The songwriting ended up being therapeutic.

“It’s hard to connect on a friendship level, but I’d say when trying to get emotional lyrics out, it’s easier because you can just be vulnerable, you’re just in your bedroom, in your safe space,” she says.

Sycco initially gained International success after releasing low-fi indie pop singles like “Nicotine” and “Dribble.” The songs were picked for Apple Music and Spotify playlists, as well as Australian tastemaker radio station Triple J, which added her to its rotation and awarded her cash to buy a bedroom microphone. Now she’s averaging about 500,000 monthly streams.



Last November she signed with Future Classic, known for representing artists like SOPHIE and Flume. Now she’s working on an EP.

“It’s wild. I feel like it’s hard to tell [the success] because they’re all just numbers and I didn’t actually see real humans, except for now,” she says.

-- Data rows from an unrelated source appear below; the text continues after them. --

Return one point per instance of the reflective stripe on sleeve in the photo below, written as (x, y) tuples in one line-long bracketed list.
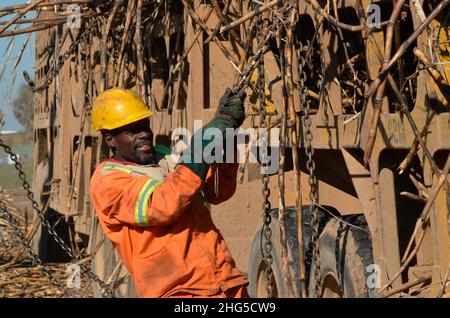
[(109, 167), (140, 212)]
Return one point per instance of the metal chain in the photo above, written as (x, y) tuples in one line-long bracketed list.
[(26, 186), (4, 211), (310, 165), (60, 60), (267, 251)]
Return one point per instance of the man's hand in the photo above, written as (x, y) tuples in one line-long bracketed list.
[(231, 107), (230, 114)]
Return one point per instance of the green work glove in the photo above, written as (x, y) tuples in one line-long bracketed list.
[(230, 114)]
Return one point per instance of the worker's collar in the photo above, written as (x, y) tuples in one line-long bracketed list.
[(112, 159)]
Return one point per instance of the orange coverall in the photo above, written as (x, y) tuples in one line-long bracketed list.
[(165, 233)]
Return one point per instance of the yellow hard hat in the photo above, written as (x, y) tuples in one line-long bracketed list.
[(118, 107)]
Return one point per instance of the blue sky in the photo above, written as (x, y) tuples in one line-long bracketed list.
[(27, 63)]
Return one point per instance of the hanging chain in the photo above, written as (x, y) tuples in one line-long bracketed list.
[(26, 186), (267, 231), (310, 165), (4, 211), (60, 60)]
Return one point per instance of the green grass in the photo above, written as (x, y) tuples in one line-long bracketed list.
[(9, 176)]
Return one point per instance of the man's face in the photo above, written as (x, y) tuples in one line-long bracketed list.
[(133, 142)]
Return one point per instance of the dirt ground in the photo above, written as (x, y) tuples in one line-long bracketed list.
[(238, 219), (19, 278)]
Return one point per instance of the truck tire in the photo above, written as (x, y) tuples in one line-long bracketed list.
[(105, 261), (345, 257), (256, 273)]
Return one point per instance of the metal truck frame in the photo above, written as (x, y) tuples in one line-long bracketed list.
[(363, 97)]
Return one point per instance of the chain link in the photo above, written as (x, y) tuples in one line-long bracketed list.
[(267, 231), (4, 211), (26, 186), (310, 165)]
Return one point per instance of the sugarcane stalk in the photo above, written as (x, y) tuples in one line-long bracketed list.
[(104, 47), (247, 17), (126, 31), (377, 104), (21, 13), (281, 173), (402, 49), (139, 51)]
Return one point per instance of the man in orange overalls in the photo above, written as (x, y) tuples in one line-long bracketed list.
[(153, 209)]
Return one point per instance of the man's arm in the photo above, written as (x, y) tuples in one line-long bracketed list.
[(120, 198)]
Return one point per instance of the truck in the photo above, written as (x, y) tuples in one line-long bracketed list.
[(351, 96)]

Long before Sycco, McLeod began writing songs during class while saving money for a laptop to create beats. In 2015 she self-released her first collection of original music to SoundCloud.

“My friends didn’t even want to listen to it,” she says.

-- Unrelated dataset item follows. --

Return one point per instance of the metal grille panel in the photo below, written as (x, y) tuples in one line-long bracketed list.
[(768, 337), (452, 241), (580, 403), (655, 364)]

Her father taught her to play guitar, and she’s also picked the bass. She even played the drums on 2019 single “Peacemaker,” but says she’s fallen too far out of practice.

The name “Sycco” is a play on “psychedelic.” McLeod loves colorful visuals and wants to incorporate color references into her music. She brings this aesthetic full circle by adding an abundance of bright lights and distorted filters to her artwork and videos.

Her influences include Clairo, Tame Impala, Hiatus Kaiyote and Charli XCX, the latter of whom she admires particularly for her work with other singers like Selena Gomez and ELIO.

“[Performing] was the only thing I could ever do. … I couldn’t do anything else. I don’t have the brains for it,” she says, laughing. “I was writing songs in grade three. Not everyone does that. But [to me] that meant that I would make it.”